New Zealander Sean Marks has added to his collection of NBA title-winning rings as the San Antonio Spurs completed a dominant series against LeBron James' Maimi Heat.
In 2006, Marks won a championship as a bench players with the Spurs and after a well-travelled career, made his way back to the franchise in 2012 when he was named director of basketball operations for the Spurs. He became an assistant coach to Gregg Popovich last year.
The Spurs ended the Miami Heat's two-year title reign with a 104-87 victory that wrapped up the series in five games.
A year after their heartbreaking seven-game defeat, their only loss in six finals appearances, the Spurs won four routs to deny Miami's quest for a third straight championship.
"Hard to believe, isn't it?" Manu Ginobili said. "We played at a really high level."
Finals MVP Kawhi Leonard had 22 points and 10 rebounds for the Spurs, who added this title to the ones they won in 1999, 2003, 2005 and 2007. They nearly had another last year, but couldn't hold off the Heat and lost the final two games.
San Antonio rebounded from an early 16-point deficit by outscoring the Heat 37-13 from the start of the second quarter to midway in the third, kicking off the celebration the Heat cancelled last season.
"We remember what happened last year and how it felt in that locker room and we used it and built on it and got back here and it's amazing," Tim Duncan said. "It makes last year OK."
LeBron James had 17 first-quarter points to help the Heat get off to a fast start. He finished with 31 points and 10 rebounds for the Heat, who lost their spot atop the NBA to the team that had it so long.
"They played exquisite basketball this series and in particular these last three games and they are the better team. There's no other way to say it," Heat coach Erik Spoelstra said.
The Spurs won four titles in nine years, but hadn't been back on top since 2007, making Foreigner's Feels Like the First Time an appropriate song choice after the final buzzer.
Tim Duncan and coach Gregg Popovich have been here for all of them, and it was the fourth for Tony Parker and Ginobili.
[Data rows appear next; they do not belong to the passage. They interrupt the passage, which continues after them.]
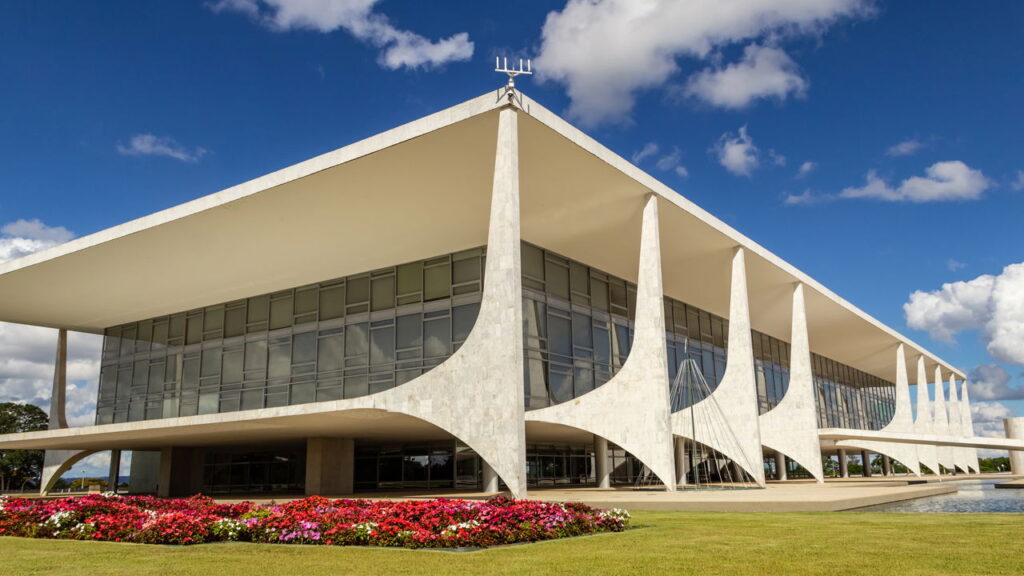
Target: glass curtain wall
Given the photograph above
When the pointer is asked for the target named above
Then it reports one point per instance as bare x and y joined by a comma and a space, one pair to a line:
578, 326
850, 399
341, 338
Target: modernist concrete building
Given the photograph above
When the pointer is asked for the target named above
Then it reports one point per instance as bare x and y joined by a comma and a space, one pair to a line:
482, 296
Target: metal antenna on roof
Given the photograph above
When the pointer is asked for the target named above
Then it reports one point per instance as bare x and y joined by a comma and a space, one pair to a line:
502, 66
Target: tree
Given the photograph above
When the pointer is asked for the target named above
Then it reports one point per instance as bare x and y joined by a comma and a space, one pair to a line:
18, 467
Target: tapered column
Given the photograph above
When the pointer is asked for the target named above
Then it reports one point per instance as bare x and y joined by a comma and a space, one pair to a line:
602, 467
960, 454
632, 409
682, 461
735, 398
927, 454
55, 462
967, 423
792, 427
940, 422
780, 471
115, 471
901, 422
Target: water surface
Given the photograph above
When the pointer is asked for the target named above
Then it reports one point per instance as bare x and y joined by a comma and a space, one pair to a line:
972, 496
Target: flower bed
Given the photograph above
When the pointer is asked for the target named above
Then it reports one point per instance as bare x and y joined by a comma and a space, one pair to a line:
440, 523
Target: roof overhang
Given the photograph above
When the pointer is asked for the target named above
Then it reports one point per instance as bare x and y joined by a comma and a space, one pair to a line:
417, 191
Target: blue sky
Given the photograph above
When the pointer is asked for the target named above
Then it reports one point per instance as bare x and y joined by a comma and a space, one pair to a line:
116, 110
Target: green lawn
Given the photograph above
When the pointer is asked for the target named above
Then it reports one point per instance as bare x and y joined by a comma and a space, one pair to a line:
706, 543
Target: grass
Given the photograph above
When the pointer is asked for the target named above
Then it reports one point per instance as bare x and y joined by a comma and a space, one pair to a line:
706, 543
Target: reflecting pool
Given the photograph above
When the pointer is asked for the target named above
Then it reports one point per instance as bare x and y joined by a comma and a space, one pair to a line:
972, 496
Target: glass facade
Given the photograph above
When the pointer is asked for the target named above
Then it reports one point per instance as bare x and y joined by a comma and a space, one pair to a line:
578, 326
850, 399
370, 332
341, 338
771, 369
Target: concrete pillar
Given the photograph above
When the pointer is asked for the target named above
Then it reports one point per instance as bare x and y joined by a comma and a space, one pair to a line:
682, 461
602, 465
927, 454
780, 470
180, 471
489, 478
330, 466
59, 394
1015, 429
115, 471
792, 427
737, 391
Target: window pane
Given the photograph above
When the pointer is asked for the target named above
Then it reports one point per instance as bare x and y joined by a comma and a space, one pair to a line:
436, 337
559, 335
332, 302
305, 300
382, 351
357, 291
437, 281
410, 331
383, 296
332, 353
304, 347
410, 278
463, 319
256, 356
281, 312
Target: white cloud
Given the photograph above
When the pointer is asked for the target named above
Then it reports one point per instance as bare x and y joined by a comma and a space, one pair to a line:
942, 181
22, 238
150, 145
763, 72
905, 148
27, 352
805, 169
991, 381
737, 153
605, 52
988, 418
993, 304
648, 150
398, 48
1019, 182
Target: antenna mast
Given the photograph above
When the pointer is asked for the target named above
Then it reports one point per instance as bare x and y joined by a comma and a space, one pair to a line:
502, 67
A decade and a half after winning their first title in 1999, when Duncan was in his second season, the Spurs remain the NBA's model organisation, a small-market team that simply wins big and hardly ever does it with a high draft pick. Instead, the Spurs found players overseas or in other organisations who would fit the Spurs' way of doing things and mesh with the Duncan, Parker and Ginobili, the winningest trio in post-season history.